The EBC MAIN publication describes several possible reasons for why its results contrast with that earlier trial. Their primary endpoints were different. Also, the treated LM bifurcation lesions in DKCRUSH V were more complex, their mean SYNTAX score 31, compared with 23 in EBC MAIN. And there was evidence that coronary disease in general was more extensive in the earlier trial.
Moreover, “the philosophical approach varied between the two trials,” the EBC MAIN authors write. “The DK crush technique was pioneered by the Chinese cardiology teams who undertook the DKCRUSH V trial, whereas the stepwise provisional approach has been championed by the European Bifurcation Club since its inception. Hence, unconscious biases are likely to have played a part in both trials.”

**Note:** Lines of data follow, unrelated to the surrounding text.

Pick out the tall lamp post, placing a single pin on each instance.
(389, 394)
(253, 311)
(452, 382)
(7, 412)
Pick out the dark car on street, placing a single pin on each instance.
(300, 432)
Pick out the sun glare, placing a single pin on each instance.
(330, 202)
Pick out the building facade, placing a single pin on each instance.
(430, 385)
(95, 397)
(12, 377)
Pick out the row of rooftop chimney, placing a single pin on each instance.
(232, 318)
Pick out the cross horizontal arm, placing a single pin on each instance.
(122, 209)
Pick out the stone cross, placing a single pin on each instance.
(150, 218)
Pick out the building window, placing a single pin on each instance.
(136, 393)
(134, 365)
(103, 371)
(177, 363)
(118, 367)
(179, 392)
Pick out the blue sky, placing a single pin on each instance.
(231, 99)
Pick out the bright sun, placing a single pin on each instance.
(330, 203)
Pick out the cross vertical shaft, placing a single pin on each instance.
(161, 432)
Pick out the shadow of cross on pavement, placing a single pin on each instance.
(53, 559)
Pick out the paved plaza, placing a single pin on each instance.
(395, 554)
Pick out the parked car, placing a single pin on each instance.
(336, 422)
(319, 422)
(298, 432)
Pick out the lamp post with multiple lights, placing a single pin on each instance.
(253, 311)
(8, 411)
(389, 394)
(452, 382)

EBC MAIN was supported by Medtronic Europe. Hildick-Smith discloses serving as a consultant or on advisory boards for Boston Scientific, Abbott, Medtronic, Terumo, Edwards Lifesciences, Occlutech, Gore, and CERC. Lassen discloses lecturing or receiving honoraria from Medtronic, Boston Scientific, Biotronik, and Biosensors. Disclosures for the other authors are in the report. Bangalore discloses receiving consultant fees or honoraria from Abbott Vascular, Amgen, Biotronik, Meril, Pfizer, Reata, and SMT; and research grants from Abbott Laboratories and Reata.
Eur Heart J. Published online May 18, 2021. Full text
Congress of the European Association of Percutaneous Cardiovascular Interventions (EuroPCR) 2021. Presented May 18, 2021.